Но тут чудесным образом фортуна вновь повернулась лицом к сербам. Франция выслала Сербии достаточное количество боеприпасов, чтобы заполнить пустые артиллерийские повозки. Путник перегруппировал войска. Каким-то образом ему удалось убедить своих измученных, грязных, оборванных, полуголодных солдат пойти в контратаку. 3 декабря в сражении при Аранджеловаце сербам удалось одержать неожиданную победу. Развивая успех, они двинулись дальше в наступление и поразились, обнаружив, что австрийская армия рассыпается на глазах: сперва дрогнул центр фронта, затем фланги. Роланд Вюстер писал 4 декабря, что отход армии Потиорека напоминал бегство Наполеона из-под Москвы – беспорядочные вереницы обозов с имуществом, артиллерии, осадных подразделений, дозорных, «а между ними россыпью пехота, отставшие и раненые – все стараются побыстрее сбежать с этой проклятой земли»{1067}. На следующий день Вюстер был ранен в ногу. Помощи поблизости не оказалось, и он, сам кое-как перевязав рану, дохромал до ближайшей фермы и лег там. Следующие семь часов он безуспешно пытался остановить кровь. Отчаявшись, молодой офицер передал фотографию своих родных оказавшемуся поблизости караульному и распорядился, как его следует похоронить. Тот заверил беззаботно, что рана совсем не тяжелая на вид – хотя недавно он как раз провожал в последний путь товарища с похожей. «Отличное утешение», – нацарапал Вюстер саркастически.
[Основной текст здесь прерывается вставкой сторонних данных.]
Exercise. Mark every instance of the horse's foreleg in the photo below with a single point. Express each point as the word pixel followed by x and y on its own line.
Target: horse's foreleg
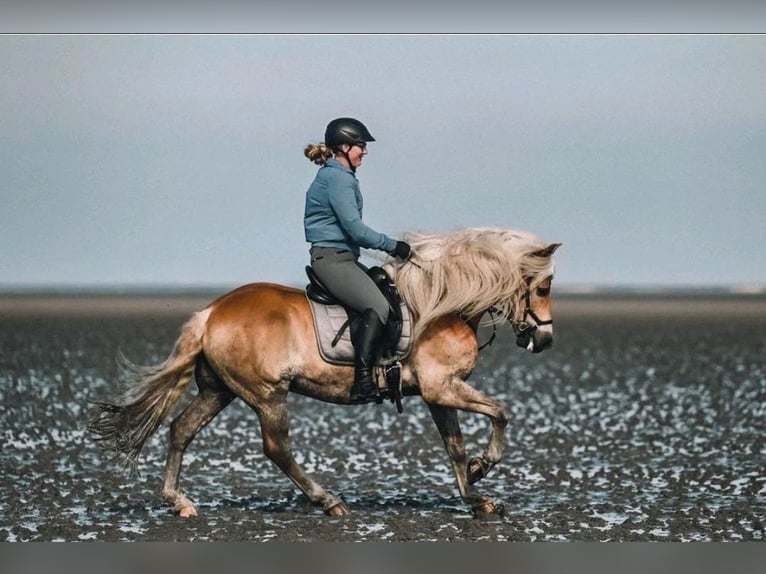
pixel 457 394
pixel 273 416
pixel 210 400
pixel 449 428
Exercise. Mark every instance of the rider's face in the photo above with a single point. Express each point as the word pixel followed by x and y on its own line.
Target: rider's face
pixel 356 154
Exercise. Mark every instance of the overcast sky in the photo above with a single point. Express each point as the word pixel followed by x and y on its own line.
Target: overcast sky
pixel 178 159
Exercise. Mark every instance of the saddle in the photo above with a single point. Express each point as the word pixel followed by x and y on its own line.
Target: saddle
pixel 334 323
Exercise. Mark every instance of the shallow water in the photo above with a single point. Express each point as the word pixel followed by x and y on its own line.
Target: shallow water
pixel 634 426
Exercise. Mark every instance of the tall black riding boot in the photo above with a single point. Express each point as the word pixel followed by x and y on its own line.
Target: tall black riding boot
pixel 367 339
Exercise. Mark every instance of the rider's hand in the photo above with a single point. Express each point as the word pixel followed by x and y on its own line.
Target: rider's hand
pixel 402 250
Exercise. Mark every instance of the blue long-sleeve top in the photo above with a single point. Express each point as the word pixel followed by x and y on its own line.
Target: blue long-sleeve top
pixel 333 213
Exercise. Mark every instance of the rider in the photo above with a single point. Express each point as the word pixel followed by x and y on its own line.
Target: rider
pixel 333 225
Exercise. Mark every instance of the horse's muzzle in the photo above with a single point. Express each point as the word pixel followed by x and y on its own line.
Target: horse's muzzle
pixel 533 339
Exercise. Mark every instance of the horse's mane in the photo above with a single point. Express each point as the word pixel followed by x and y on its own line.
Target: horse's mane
pixel 468 272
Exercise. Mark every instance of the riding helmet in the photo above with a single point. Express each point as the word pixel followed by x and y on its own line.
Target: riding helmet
pixel 346 131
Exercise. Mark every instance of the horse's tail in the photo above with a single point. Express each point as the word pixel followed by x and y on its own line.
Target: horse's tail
pixel 123 427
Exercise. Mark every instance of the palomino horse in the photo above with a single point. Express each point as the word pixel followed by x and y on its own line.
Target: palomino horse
pixel 258 343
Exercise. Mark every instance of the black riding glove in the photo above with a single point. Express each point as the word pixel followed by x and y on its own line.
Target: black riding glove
pixel 402 250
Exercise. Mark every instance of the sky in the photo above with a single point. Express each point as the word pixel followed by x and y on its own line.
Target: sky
pixel 176 160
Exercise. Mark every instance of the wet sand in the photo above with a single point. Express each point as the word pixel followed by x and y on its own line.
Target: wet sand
pixel 645 422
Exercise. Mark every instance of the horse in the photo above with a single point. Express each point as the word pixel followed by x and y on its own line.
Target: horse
pixel 257 343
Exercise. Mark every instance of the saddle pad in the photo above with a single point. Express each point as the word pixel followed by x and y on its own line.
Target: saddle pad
pixel 328 320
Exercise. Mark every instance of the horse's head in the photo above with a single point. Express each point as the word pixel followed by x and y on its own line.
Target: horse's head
pixel 534 321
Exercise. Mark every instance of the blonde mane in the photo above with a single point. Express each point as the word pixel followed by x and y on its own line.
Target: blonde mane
pixel 468 272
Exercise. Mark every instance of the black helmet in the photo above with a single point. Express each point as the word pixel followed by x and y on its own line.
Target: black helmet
pixel 346 130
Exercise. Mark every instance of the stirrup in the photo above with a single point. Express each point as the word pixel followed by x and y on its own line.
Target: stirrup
pixel 363 394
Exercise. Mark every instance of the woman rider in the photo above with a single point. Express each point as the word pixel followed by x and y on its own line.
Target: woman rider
pixel 333 225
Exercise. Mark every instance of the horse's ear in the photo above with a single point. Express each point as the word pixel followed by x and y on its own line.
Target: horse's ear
pixel 546 251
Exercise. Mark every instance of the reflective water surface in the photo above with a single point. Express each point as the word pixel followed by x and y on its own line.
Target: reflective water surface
pixel 643 422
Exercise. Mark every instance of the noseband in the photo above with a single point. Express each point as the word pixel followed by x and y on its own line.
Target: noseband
pixel 524 326
pixel 519 328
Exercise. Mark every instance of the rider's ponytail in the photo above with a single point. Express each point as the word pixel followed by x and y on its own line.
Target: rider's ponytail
pixel 318 153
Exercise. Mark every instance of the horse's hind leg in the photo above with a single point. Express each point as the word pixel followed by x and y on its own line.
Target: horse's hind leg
pixel 273 416
pixel 449 428
pixel 212 397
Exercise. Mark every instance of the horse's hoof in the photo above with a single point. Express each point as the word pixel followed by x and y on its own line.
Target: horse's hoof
pixel 488 509
pixel 478 468
pixel 187 512
pixel 337 509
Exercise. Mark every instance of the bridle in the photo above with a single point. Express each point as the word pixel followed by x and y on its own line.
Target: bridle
pixel 524 326
pixel 520 328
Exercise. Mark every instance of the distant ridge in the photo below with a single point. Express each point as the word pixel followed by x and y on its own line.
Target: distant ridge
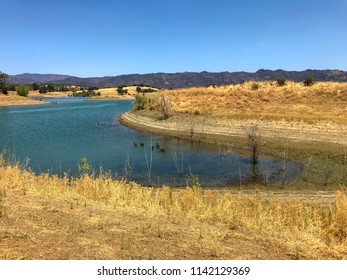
pixel 181 80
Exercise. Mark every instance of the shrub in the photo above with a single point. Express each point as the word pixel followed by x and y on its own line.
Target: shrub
pixel 192 180
pixel 35 86
pixel 138 89
pixel 84 167
pixel 43 89
pixel 22 90
pixel 255 86
pixel 140 102
pixel 165 106
pixel 122 91
pixel 309 81
pixel 254 142
pixel 281 82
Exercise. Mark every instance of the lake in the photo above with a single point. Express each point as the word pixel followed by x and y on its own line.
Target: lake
pixel 54 137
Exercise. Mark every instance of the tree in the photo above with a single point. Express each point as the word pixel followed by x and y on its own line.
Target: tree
pixel 3 79
pixel 22 90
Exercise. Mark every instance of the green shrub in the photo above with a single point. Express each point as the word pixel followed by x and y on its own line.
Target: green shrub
pixel 255 86
pixel 22 90
pixel 84 167
pixel 122 91
pixel 140 102
pixel 192 180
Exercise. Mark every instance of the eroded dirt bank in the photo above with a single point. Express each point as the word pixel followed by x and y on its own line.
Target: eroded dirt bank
pixel 217 129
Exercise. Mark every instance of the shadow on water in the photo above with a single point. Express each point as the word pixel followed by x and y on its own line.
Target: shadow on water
pixel 56 136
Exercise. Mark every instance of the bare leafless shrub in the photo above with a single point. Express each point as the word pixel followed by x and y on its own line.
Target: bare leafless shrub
pixel 165 106
pixel 254 142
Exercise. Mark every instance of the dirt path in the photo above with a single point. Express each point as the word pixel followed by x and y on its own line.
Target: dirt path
pixel 213 128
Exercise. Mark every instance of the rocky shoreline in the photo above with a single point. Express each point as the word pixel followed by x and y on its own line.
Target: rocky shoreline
pixel 222 130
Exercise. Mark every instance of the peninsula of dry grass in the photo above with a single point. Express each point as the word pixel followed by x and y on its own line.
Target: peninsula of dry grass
pixel 323 101
pixel 50 217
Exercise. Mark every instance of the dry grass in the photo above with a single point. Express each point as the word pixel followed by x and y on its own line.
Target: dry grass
pixel 121 220
pixel 12 99
pixel 323 101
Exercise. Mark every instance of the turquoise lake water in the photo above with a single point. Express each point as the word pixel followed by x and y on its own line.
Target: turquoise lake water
pixel 55 137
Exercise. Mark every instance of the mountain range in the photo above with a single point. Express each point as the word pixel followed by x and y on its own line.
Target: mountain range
pixel 181 80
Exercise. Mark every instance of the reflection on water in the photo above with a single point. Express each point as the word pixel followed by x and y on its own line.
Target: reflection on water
pixel 55 137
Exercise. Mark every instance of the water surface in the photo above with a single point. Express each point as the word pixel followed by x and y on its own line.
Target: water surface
pixel 54 137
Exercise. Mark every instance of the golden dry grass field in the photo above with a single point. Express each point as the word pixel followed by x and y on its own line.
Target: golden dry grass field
pixel 325 101
pixel 47 217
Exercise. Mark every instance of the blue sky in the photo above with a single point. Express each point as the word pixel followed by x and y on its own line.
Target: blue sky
pixel 101 38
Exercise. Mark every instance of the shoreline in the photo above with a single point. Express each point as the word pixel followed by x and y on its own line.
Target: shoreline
pixel 218 130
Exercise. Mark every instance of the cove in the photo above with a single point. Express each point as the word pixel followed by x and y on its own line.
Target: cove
pixel 54 137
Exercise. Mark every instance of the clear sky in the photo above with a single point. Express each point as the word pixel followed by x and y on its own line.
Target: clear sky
pixel 112 37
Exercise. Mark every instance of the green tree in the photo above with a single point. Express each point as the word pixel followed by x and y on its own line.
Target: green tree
pixel 3 79
pixel 22 90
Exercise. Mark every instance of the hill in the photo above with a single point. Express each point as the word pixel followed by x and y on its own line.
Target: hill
pixel 182 80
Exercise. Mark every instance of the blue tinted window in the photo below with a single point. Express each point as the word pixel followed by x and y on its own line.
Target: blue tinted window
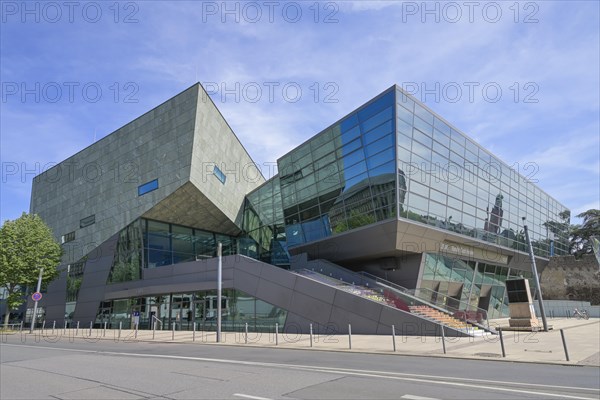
pixel 147 187
pixel 404 114
pixel 219 174
pixel 378 105
pixel 380 145
pixel 378 132
pixel 377 119
pixel 353 158
pixel 349 122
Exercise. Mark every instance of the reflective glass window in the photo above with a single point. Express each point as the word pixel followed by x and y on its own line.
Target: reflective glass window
pixel 422 113
pixel 405 115
pixel 379 132
pixel 380 145
pixel 377 119
pixel 423 126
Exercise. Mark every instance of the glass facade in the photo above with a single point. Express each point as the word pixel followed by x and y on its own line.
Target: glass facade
pixel 452 183
pixel 182 310
pixel 263 225
pixel 344 177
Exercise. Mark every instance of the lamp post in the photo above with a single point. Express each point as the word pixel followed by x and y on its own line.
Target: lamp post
pixel 37 290
pixel 535 275
pixel 219 289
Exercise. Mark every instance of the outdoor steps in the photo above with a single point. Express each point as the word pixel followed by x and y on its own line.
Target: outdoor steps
pixel 443 318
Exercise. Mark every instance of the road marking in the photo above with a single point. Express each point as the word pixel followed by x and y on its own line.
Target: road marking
pixel 247 396
pixel 429 379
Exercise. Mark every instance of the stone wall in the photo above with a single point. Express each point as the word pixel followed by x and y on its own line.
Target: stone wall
pixel 566 278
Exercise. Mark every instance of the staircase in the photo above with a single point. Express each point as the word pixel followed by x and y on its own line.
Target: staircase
pixel 392 299
pixel 376 289
pixel 443 318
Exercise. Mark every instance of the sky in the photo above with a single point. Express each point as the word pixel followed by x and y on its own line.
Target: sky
pixel 520 78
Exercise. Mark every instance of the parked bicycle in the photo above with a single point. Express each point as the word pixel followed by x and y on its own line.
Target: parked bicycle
pixel 581 314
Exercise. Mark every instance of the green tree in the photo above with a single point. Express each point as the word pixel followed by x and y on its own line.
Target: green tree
pixel 579 237
pixel 26 245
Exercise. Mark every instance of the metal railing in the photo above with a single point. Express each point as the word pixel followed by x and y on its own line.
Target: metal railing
pixel 398 294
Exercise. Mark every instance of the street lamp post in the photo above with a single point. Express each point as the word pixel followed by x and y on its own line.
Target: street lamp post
pixel 219 289
pixel 535 275
pixel 37 290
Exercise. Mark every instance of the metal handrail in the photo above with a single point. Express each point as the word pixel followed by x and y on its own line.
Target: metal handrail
pixel 427 299
pixel 155 318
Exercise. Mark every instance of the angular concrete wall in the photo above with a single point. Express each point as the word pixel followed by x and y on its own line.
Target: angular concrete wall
pixel 103 179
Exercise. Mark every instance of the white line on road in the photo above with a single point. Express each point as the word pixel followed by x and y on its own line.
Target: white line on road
pixel 247 396
pixel 429 379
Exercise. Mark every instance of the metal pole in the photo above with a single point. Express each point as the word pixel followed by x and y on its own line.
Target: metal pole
pixel 501 342
pixel 219 289
pixel 562 335
pixel 39 286
pixel 443 339
pixel 537 279
pixel 350 336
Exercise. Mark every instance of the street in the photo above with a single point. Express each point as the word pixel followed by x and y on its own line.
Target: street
pixel 139 370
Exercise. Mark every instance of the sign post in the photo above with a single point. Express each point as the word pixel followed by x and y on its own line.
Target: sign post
pixel 37 296
pixel 219 290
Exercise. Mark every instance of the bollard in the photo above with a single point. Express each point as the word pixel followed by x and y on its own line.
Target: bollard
pixel 562 335
pixel 443 339
pixel 501 342
pixel 350 336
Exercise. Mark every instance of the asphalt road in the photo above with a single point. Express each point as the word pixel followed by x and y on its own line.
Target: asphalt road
pixel 140 370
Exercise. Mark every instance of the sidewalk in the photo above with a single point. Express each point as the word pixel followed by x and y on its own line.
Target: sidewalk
pixel 582 338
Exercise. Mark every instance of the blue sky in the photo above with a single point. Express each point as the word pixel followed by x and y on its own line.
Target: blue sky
pixel 521 78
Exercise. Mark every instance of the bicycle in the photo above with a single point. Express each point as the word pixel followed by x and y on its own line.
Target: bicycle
pixel 581 314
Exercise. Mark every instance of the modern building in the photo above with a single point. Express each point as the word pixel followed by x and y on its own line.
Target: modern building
pixel 390 216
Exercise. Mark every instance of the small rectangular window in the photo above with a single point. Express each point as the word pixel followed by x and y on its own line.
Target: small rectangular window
pixel 219 174
pixel 147 187
pixel 67 237
pixel 87 221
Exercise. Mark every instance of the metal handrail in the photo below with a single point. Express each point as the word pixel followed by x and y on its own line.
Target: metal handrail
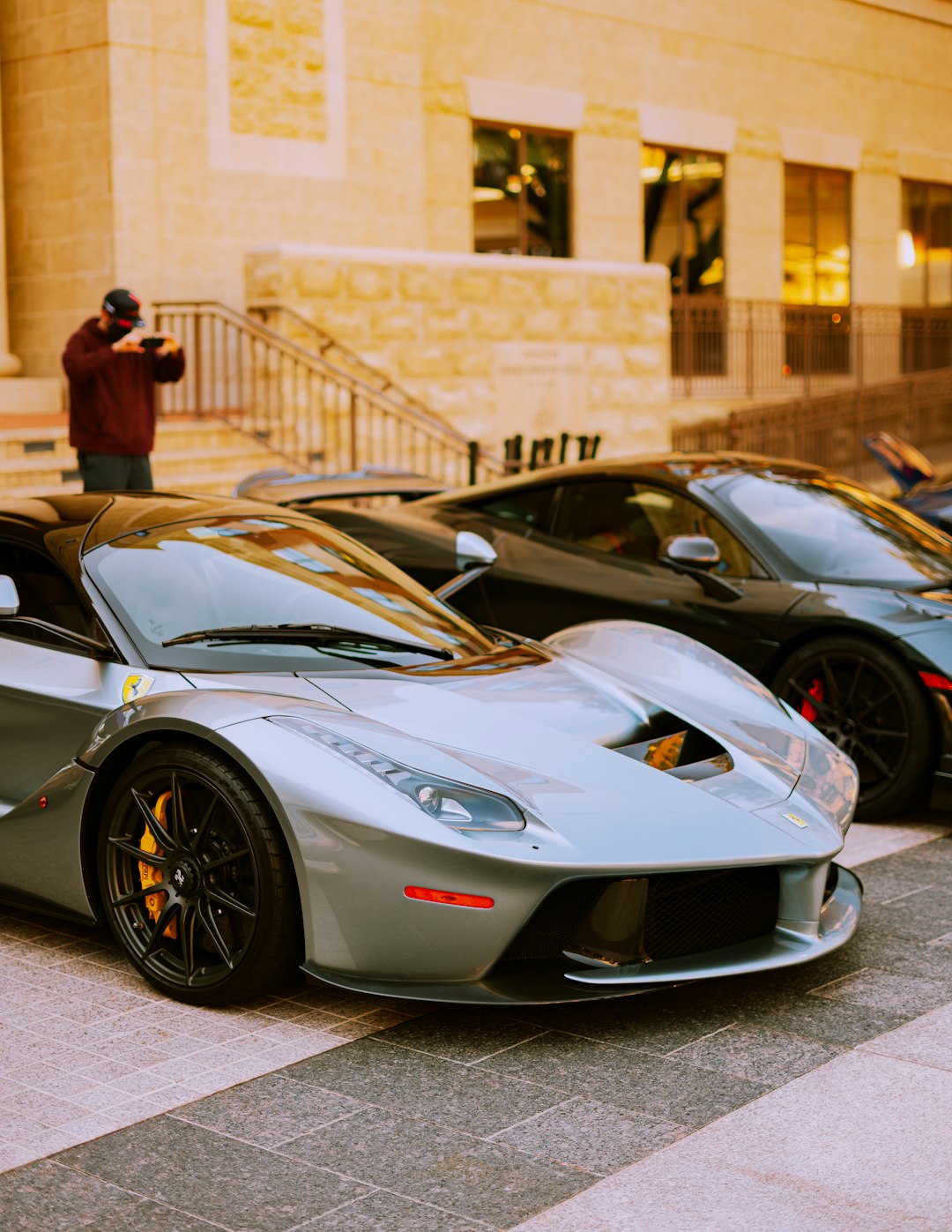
pixel 307 410
pixel 331 349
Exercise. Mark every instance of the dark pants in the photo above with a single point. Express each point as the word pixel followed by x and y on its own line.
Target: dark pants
pixel 115 472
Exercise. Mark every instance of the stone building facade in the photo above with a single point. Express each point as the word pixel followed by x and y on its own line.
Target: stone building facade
pixel 322 153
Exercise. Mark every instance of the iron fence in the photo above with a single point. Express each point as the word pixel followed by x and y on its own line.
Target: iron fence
pixel 749 347
pixel 828 429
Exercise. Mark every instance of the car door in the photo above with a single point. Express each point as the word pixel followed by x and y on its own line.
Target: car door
pixel 598 558
pixel 52 694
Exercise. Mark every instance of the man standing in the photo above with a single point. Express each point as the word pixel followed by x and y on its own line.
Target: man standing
pixel 112 366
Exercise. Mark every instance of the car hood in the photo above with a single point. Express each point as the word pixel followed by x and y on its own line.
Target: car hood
pixel 549 735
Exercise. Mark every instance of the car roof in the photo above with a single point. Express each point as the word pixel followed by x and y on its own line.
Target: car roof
pixel 678 468
pixel 77 524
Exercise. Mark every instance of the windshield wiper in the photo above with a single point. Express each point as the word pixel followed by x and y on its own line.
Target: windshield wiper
pixel 316 633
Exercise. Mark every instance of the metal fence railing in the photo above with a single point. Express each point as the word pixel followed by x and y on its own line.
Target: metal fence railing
pixel 308 410
pixel 751 347
pixel 828 429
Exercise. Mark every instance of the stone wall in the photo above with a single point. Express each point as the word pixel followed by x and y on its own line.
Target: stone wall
pixel 494 344
pixel 276 68
pixel 154 143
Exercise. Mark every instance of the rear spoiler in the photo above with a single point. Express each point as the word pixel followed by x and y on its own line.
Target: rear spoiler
pixel 902 461
pixel 281 488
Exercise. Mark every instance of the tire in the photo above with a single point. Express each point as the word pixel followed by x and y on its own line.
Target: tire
pixel 195 878
pixel 864 698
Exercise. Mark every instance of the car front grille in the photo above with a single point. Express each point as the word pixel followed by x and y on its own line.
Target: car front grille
pixel 684 913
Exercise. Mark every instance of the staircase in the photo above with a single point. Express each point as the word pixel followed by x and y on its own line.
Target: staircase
pixel 191 455
pixel 313 412
pixel 255 399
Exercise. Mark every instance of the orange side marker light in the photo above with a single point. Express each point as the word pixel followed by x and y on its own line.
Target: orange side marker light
pixel 447 897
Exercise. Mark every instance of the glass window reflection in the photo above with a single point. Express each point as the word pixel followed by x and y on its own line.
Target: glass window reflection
pixel 684 217
pixel 520 191
pixel 815 235
pixel 924 248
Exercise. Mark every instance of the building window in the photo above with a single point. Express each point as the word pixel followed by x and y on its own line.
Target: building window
pixel 684 228
pixel 925 275
pixel 817 270
pixel 925 245
pixel 815 235
pixel 684 217
pixel 521 191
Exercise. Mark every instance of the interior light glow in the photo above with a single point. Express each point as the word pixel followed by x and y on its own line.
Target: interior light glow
pixel 905 250
pixel 487 194
pixel 933 680
pixel 449 897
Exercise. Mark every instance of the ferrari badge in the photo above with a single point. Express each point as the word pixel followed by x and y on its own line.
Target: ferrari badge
pixel 136 688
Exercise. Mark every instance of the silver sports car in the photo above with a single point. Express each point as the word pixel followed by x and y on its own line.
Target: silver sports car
pixel 250 744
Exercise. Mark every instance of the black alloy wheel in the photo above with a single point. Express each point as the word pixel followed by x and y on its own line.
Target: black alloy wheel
pixel 864 698
pixel 196 880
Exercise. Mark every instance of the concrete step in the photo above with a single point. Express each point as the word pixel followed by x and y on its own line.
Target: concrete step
pixel 191 455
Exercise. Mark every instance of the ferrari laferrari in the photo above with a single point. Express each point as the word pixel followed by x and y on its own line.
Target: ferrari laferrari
pixel 249 745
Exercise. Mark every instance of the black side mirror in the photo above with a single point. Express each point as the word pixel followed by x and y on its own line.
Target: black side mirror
pixel 696 556
pixel 695 551
pixel 473 557
pixel 9 596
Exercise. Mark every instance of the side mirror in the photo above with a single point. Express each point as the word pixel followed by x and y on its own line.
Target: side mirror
pixel 694 551
pixel 473 557
pixel 9 596
pixel 696 556
pixel 473 551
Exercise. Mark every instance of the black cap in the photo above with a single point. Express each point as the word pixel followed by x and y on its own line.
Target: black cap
pixel 123 307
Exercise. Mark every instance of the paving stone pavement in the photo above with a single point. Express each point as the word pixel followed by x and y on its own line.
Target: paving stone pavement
pixel 676 1109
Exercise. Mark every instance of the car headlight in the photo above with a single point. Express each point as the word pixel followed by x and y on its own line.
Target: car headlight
pixel 455 804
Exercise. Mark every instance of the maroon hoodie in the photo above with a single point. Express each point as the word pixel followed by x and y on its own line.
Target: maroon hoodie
pixel 111 396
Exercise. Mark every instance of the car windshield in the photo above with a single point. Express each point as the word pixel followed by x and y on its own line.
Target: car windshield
pixel 830 530
pixel 229 573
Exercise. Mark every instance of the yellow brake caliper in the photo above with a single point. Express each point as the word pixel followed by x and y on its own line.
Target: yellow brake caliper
pixel 151 876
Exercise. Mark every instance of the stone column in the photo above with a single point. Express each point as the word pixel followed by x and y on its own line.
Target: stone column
pixel 10 365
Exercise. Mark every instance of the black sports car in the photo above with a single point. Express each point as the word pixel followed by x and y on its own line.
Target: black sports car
pixel 835 598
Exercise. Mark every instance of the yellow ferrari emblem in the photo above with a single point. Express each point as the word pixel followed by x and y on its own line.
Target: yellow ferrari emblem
pixel 136 688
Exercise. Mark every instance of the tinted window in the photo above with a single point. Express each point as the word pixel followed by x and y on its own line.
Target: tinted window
pixel 232 571
pixel 527 505
pixel 632 520
pixel 833 531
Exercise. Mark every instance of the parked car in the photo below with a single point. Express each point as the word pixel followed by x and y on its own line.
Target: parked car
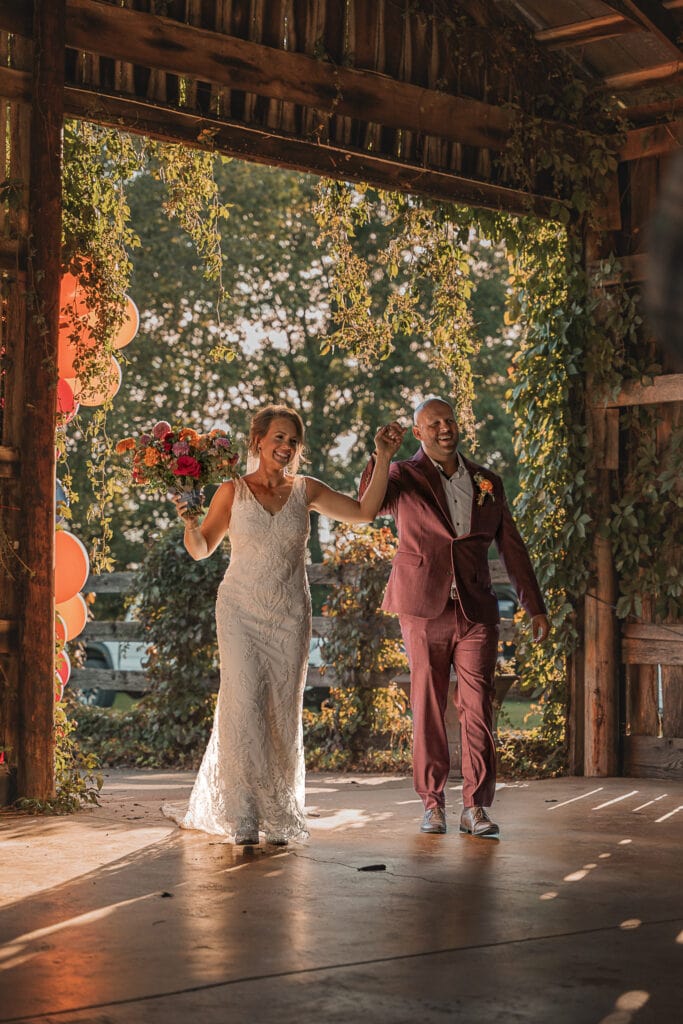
pixel 119 655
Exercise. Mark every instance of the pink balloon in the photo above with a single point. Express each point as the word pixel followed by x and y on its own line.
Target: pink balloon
pixel 74 613
pixel 99 389
pixel 71 565
pixel 59 628
pixel 62 668
pixel 67 404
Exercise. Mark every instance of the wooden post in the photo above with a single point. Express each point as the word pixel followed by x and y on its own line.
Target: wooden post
pixel 36 754
pixel 15 130
pixel 601 667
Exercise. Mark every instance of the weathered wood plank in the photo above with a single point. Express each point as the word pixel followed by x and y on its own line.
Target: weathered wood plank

На следующий день, когда орудийные выстрелы стали слышаться ближе, он попросился на тряскую безрессорную телегу, которая провезла его 25 км до Валево. Каждый метр почти шестичасового пути отзывался в теле раненого мучительной болью. Когда он добрался до госпиталя, доктора его лечить отказались, поскольку госпиталь эвакуировался. Вюстер разрыдался, и, сжалившись, его довезли до городского вокзала. Там его уложили на открытую платформу поезда, который на следующее утро уже пересек границу и добрался до безопасной боснийской земли. Три дня спустя Вюстер был дома, в Линце, где его, истощенного и обросшего, не узнал собственный сын. Вюстер снова не сдержал слез, рассказывая о своих мытарствах, а после неделями не мог избавиться от кошмаров, в которых попадал в руки к сербам.